We Pause For A Senior Moment
Did I ever tell you guys what Three Dog Night means? Probably. I Am Ancient and thus privileged to the Rite of Repetition. Or did I already say that? For example, did any of you know that the Wright Brothers started out as Bicycle Mechanics? Not just any old bicycle mechanics either: they had their own line of bicycles known as Atlantis, Columbia, Enterprise, Endeavor etc. that they stole from the names of old Sailing Ships.
Now we return you to our regular programming.
The Crux of the Matter
Every Old Indian Village had a Shaman, or, as we call them now, Old Fart Who Thinks He Knows Everything. The Shaman was usually a pretty weird dude who mumbled a lot and could often be found Staring at the Sky and he usually drank Potions with Eagle Signs on them. And with that comes the Truth: today, in casual conversation with Miss Jo the Trailer Park Manager (My New Boss) I realized I am the Second Oldest Guy In the Park. Old Charlie the Refrigerator Repair Guy got carted off last month. He was still alive, but I suspect the Wolves In the Great Forest Beyond the Park have got his scent by now. That only leaves Jungle Jim between me and Eldest Status. What burden will that carry?

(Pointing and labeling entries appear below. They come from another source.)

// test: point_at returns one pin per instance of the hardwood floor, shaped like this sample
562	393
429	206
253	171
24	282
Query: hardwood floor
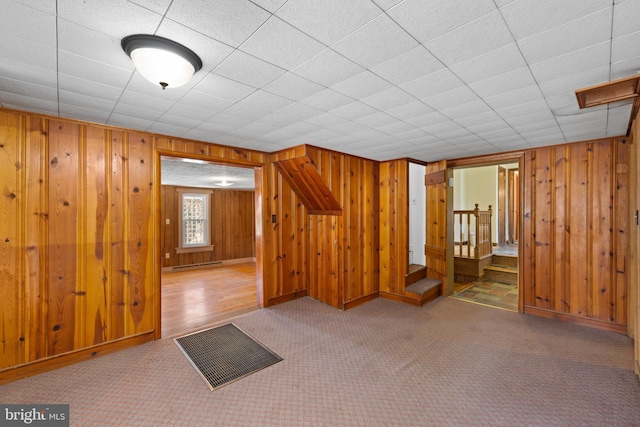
195	298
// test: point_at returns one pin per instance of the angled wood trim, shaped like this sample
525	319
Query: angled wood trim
604	93
307	183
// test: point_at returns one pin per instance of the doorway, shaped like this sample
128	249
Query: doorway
485	220
208	243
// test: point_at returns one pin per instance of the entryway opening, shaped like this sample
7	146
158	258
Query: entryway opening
486	234
208	243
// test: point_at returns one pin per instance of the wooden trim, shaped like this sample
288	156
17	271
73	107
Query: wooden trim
401	298
286	298
438	177
584	321
40	366
605	93
361	300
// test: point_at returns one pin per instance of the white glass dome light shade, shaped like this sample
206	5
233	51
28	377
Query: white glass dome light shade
161	61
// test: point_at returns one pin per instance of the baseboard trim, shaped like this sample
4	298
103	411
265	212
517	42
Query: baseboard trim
361	300
592	323
285	298
400	298
40	366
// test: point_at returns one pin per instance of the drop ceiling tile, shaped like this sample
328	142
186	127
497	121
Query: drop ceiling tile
428	19
581	33
116	18
495	62
626	15
375	120
515	97
354	110
390	98
84	42
362	85
408	66
88	69
210	51
458	96
328	120
293	87
625	47
20	22
472	108
157	6
330	20
247	69
230	22
281	44
328	68
270	5
433	84
374	43
266	101
27	89
88	88
20	72
512	80
571	63
129	122
474	39
205	103
409	110
83	112
224	88
528	108
528	17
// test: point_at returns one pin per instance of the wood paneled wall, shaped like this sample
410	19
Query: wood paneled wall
80	236
338	255
575	231
394	226
232	227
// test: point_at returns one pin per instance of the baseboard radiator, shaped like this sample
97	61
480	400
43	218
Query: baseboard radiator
194	266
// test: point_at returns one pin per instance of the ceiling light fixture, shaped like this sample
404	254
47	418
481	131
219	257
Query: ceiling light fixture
161	61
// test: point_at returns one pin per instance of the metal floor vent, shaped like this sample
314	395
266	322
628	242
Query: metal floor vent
225	354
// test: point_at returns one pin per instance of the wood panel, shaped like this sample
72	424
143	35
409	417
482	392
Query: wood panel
574	232
78	225
232	227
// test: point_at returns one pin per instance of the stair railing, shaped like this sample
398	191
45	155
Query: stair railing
473	229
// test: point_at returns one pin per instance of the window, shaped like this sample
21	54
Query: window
195	220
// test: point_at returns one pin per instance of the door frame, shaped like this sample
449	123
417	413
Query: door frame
158	224
490	160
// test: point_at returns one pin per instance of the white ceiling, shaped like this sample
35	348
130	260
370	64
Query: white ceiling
381	79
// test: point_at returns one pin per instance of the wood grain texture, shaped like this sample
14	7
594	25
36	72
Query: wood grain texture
575	243
232	227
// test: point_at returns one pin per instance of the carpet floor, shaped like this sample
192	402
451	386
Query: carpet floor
449	363
490	293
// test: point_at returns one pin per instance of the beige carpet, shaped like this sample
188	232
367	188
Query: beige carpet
449	363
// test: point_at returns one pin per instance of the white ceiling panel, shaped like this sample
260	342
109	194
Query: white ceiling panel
281	44
428	19
375	43
230	22
328	68
248	69
474	39
329	20
380	79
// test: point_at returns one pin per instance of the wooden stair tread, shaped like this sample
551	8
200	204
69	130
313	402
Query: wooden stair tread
423	286
502	268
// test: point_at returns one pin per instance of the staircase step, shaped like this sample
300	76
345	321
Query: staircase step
423	286
501	274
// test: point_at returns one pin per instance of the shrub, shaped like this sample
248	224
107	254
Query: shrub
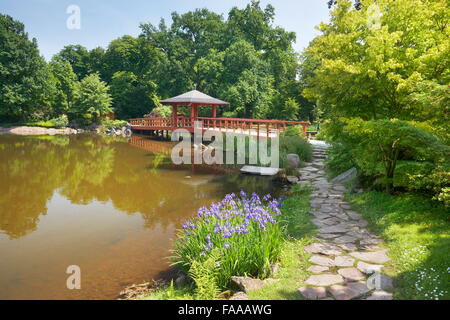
243	231
400	152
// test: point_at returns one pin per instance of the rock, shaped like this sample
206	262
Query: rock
324	280
348	246
293	160
380	295
350	291
343	261
247	284
344	239
323	248
313	293
345	176
374	256
239	296
181	280
318	269
322	261
351	274
292	179
274	268
368	268
380	281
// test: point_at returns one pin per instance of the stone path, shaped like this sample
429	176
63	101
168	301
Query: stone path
344	254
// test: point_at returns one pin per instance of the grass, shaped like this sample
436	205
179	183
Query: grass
298	231
417	233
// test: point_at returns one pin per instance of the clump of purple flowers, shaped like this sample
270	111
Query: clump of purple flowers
244	228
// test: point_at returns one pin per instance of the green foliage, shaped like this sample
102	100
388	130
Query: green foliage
27	87
92	100
418	239
399	152
387	60
204	275
297	145
247	241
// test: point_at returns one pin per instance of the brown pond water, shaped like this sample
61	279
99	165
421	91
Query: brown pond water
109	205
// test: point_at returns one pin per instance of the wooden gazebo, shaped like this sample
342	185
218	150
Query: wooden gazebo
195	99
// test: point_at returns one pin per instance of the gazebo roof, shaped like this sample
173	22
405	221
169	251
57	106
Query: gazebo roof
194	97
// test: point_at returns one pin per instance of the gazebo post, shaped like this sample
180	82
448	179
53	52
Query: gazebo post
174	116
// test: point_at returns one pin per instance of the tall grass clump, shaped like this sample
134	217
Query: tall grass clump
241	230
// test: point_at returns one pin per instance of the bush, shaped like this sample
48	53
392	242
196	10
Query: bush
242	231
399	153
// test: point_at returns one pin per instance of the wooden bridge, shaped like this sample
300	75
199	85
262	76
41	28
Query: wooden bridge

Well, for one thing, I will have to step up my intake of Potions With Eagle Signs.
I Ain't John Smith, But That's What They Call Me At the Village Motel
Be that as it may, I am enamored of this Romantic New View of my life here at Whispering Pines. Miss Jo the New Manager is one Smokin' Hot Pocohantas of a Certain Age and the easiest Boss I ever had, so far. If I wanted to carry the analogy further, I guess Bobby the Trailer Park Mayor would have to serve as our Chief and I could go on and on with the whole thing but in reality, I'm just riffing along until I start being a Bicycle Guy again.
Feel My Pain
I have no idea what that entails but there is one Bicycle in the Stand for Uncle Bill (A Wally Comfort) and my own dear Mongoose Alta (awaiting a wheel) sitting on the side. Bill's Bike only needs Two Tubes and a Lube 'n Tune but since I refuse to drive anywhere for Bike Parts and we have had Afternoon Storms for a month now I don't have the parts. Tomorrow that will change because it is Wednesday and from now on, On Wednesdays We Ride.
No, I Said My Pain
Thus Speaks the Second Oldest Bike Shaman In Training At Whispering Pines Trailer Park. Plus, I need a break from Pressure Washing and Roach Killing and Rot Removing and Air-conditioner Swapping. I need a break from Linoleum Laying and Wall Painting and Barbecue Sauce Empire Starting and On and On and On.
Ruby, Don't Take Your Love To Town
Somehow I fear my readers need a break from my endless ramblings that have Nothing To Do With Bicycling but what the heck, We're All Friends, right? Right?